The markers which assume salience for them and when, depend on a host of factors, says Kirmani. Her subjects of study, markedly diverse in terms of socio-economic and ethnic background, interpret what it means to be Muslim and women, variously. Much depends on their background, of course, but also on personal experiences. Educated middle-class women, for instance, negotiate their multiple identities very differently from uneducated slum-dwellers. The appeal of a pan-Islamic umbrella identity is obviously more important for ‘educated’ women than for those who work as daily-wage labour.
Similarly, how Muslim women interpret Islam and its injunctions governing relations between the genders varies greatly, as does their level of interest in, and commitment to Islam. Likewise, their perception of people of other religious identities is influenced by class, education and occupational background. Negative perceptions of other Muslims — the attitudes of educated Muslim women towards poor and illiterate believers and those from under-developed regions of the country, puncture the myth of a monolithic Muslim community and weak, submissive and ‘obedient’ Muslim women.

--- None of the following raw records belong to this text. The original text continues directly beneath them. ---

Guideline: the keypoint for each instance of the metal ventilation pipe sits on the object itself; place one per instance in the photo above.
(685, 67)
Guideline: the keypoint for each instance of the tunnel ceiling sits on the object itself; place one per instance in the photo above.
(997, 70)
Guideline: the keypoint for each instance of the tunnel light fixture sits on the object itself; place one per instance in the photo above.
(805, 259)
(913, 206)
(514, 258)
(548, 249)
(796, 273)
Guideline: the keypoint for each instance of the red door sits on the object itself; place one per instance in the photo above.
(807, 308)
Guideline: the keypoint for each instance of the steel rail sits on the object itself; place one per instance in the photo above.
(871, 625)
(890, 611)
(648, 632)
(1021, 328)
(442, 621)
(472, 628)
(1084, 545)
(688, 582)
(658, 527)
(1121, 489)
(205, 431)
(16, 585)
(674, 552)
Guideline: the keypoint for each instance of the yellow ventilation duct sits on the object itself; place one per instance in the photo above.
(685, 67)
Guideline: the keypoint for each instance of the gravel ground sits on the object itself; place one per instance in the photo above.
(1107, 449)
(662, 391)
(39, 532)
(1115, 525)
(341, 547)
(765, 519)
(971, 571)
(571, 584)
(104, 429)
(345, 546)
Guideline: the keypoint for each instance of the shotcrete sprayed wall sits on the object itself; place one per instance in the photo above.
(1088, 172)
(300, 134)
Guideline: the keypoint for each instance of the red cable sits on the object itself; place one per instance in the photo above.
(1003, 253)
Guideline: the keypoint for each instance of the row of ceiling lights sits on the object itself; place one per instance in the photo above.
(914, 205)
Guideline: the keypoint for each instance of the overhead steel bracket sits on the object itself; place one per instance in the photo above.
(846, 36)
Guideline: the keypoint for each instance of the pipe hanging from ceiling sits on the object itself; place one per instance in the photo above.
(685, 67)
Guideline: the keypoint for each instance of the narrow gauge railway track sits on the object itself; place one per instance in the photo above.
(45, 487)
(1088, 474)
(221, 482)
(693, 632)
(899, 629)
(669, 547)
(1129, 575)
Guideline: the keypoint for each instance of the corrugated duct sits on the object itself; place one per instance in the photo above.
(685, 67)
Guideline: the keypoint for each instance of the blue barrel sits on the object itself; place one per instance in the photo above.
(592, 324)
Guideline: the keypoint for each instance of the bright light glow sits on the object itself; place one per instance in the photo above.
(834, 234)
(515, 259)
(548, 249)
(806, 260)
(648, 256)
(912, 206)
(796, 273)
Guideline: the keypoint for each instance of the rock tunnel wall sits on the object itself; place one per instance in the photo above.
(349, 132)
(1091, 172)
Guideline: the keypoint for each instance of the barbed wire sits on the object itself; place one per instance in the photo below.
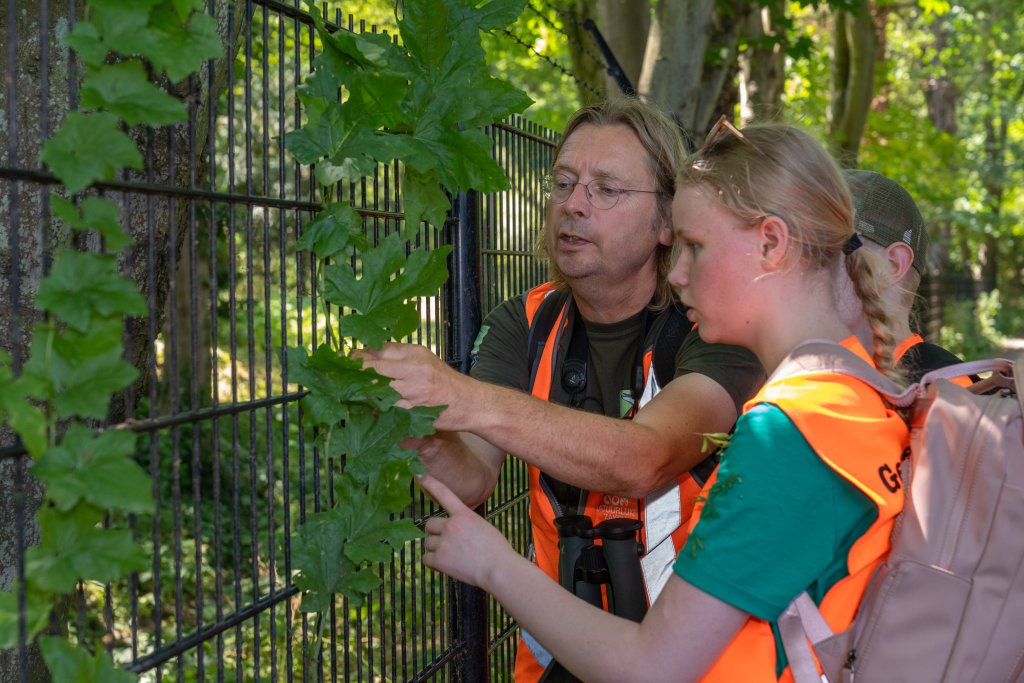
(553, 62)
(580, 29)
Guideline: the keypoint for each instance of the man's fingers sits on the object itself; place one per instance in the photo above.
(441, 494)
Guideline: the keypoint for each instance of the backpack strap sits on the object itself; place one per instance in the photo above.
(671, 334)
(540, 327)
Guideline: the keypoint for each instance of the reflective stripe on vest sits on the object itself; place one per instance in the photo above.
(812, 403)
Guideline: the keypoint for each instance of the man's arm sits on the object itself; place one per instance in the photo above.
(629, 458)
(467, 464)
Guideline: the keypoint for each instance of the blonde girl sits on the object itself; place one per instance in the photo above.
(762, 221)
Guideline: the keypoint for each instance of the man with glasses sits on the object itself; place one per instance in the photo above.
(557, 367)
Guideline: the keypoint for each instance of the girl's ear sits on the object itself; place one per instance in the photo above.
(899, 258)
(773, 241)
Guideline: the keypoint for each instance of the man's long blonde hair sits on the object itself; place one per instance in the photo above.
(659, 136)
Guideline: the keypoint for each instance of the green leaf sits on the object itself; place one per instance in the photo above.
(125, 90)
(85, 40)
(333, 230)
(338, 378)
(97, 469)
(180, 49)
(89, 147)
(74, 548)
(68, 663)
(371, 438)
(77, 371)
(357, 584)
(316, 551)
(37, 615)
(82, 286)
(424, 200)
(98, 214)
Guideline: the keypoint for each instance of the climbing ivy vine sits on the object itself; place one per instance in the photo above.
(370, 100)
(76, 358)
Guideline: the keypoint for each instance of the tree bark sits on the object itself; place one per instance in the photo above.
(625, 25)
(853, 81)
(40, 88)
(762, 66)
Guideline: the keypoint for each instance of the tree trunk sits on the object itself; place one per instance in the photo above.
(625, 25)
(762, 66)
(853, 81)
(40, 88)
(941, 99)
(673, 63)
(588, 65)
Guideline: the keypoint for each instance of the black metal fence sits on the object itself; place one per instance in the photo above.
(216, 214)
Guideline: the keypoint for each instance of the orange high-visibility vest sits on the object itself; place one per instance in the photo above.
(858, 436)
(665, 512)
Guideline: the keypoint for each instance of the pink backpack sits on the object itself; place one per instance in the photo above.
(947, 605)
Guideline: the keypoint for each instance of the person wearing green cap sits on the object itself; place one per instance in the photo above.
(889, 222)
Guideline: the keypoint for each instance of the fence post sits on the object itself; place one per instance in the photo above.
(468, 610)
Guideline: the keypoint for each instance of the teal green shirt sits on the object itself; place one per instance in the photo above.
(778, 521)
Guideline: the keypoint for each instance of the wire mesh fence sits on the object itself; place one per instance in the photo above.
(216, 214)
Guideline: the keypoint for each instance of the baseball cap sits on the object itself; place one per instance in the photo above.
(885, 212)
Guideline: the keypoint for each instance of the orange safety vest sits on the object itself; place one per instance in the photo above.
(665, 512)
(813, 403)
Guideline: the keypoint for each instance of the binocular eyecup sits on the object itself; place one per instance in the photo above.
(585, 565)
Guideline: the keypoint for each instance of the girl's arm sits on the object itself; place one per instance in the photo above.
(679, 639)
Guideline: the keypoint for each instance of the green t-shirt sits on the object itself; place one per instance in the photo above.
(779, 521)
(502, 357)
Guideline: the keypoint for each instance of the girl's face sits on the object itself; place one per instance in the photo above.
(716, 266)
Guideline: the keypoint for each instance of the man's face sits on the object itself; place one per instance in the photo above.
(613, 247)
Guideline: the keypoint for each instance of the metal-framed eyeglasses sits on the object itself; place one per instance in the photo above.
(601, 194)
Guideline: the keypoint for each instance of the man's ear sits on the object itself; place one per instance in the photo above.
(773, 241)
(899, 258)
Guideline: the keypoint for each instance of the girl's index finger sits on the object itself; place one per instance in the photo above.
(441, 494)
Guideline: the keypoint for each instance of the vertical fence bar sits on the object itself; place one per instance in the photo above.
(469, 614)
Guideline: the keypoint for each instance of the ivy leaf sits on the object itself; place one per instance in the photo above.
(82, 286)
(357, 584)
(27, 420)
(125, 90)
(379, 300)
(98, 214)
(73, 548)
(386, 321)
(85, 40)
(67, 663)
(97, 469)
(370, 439)
(424, 199)
(79, 368)
(37, 615)
(89, 147)
(316, 551)
(333, 230)
(338, 378)
(318, 138)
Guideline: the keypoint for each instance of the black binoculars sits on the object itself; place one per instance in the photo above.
(584, 566)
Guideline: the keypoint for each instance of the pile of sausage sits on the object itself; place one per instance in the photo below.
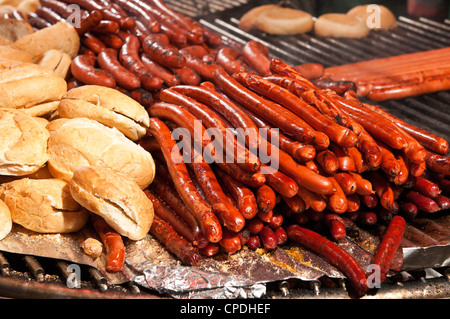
(339, 160)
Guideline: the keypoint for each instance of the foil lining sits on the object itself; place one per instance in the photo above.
(244, 274)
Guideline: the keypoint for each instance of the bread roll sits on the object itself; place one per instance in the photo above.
(107, 106)
(247, 21)
(28, 85)
(43, 205)
(13, 29)
(117, 199)
(60, 36)
(340, 25)
(284, 21)
(23, 143)
(84, 142)
(5, 220)
(377, 17)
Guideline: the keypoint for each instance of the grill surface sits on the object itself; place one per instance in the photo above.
(28, 277)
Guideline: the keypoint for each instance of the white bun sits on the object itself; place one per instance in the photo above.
(107, 106)
(118, 200)
(43, 205)
(281, 20)
(84, 142)
(23, 143)
(340, 25)
(377, 17)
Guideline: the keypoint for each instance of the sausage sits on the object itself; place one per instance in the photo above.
(242, 157)
(244, 197)
(358, 158)
(92, 42)
(335, 225)
(313, 200)
(327, 161)
(426, 187)
(229, 110)
(170, 196)
(337, 202)
(299, 151)
(256, 55)
(430, 141)
(227, 213)
(261, 107)
(310, 70)
(389, 244)
(382, 189)
(83, 69)
(228, 59)
(375, 124)
(142, 15)
(201, 210)
(353, 203)
(169, 216)
(423, 203)
(195, 31)
(253, 242)
(409, 210)
(129, 58)
(346, 162)
(107, 26)
(347, 182)
(281, 235)
(169, 77)
(162, 53)
(175, 243)
(294, 107)
(115, 248)
(389, 163)
(370, 201)
(268, 238)
(363, 186)
(296, 204)
(265, 198)
(108, 61)
(278, 92)
(187, 75)
(333, 254)
(438, 163)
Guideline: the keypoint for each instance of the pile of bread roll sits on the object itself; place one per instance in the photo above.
(67, 154)
(356, 23)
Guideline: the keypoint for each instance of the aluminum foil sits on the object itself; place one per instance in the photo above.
(244, 274)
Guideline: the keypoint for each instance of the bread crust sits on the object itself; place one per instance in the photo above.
(118, 200)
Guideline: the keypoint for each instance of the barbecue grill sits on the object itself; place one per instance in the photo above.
(26, 276)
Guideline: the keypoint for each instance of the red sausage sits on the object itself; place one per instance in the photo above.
(83, 69)
(115, 249)
(389, 244)
(333, 254)
(107, 60)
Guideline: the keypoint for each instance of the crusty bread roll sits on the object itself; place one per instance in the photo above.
(107, 106)
(340, 25)
(5, 220)
(377, 17)
(23, 143)
(56, 61)
(247, 21)
(117, 199)
(84, 142)
(43, 205)
(284, 21)
(13, 29)
(10, 54)
(28, 85)
(60, 36)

They are not uniformly ‘oppressed’, as hardened Islamophobes and uninformed non-Muslims tend to believe. Nor, too, are women uniformly ‘privileged’ and ‘protected’, as Islamist ideologues and apologists for Muslim patriarchy want us to believe, writes Kirmani.
Despite the diverse ways in which Muslim women identify themselves, the predominant sentiment is that they are marginalised because of gender and regressive interpretations of the Quran which accords women inferior status. This might read like a depres-sing, indeed hopeless, story. But then, there are always two sides to every story. One wishes Kirmani had highlighted cases of Muslim women in Zakir Nagar who are making practical efforts to help themselves and their sisters with the promise of a new turn. Surely, there are some women whose voices offer encouragement and hope.
Given her commendable initiative in getting the women of Zakir Nagar to open up and talk, Kirmani could have given her book greater depth and nuance had she explored how ‘bottom-of-the-pyramid’ Muslim women, with little or no formal education, interpret the harsh tenets of Islam (as currently practiced) in gender-sensitive and women-friendly explanations.
Be that as it may, this book is definitely a major contribution to the debate on the status of women under Islam, cautioning us to be wary of making generalisations about a very heterogeneous sisterhood. It also provides valuable insights into the multiple self-definitions of Indian Muslims, which are often ignored in facile and polemical discourse.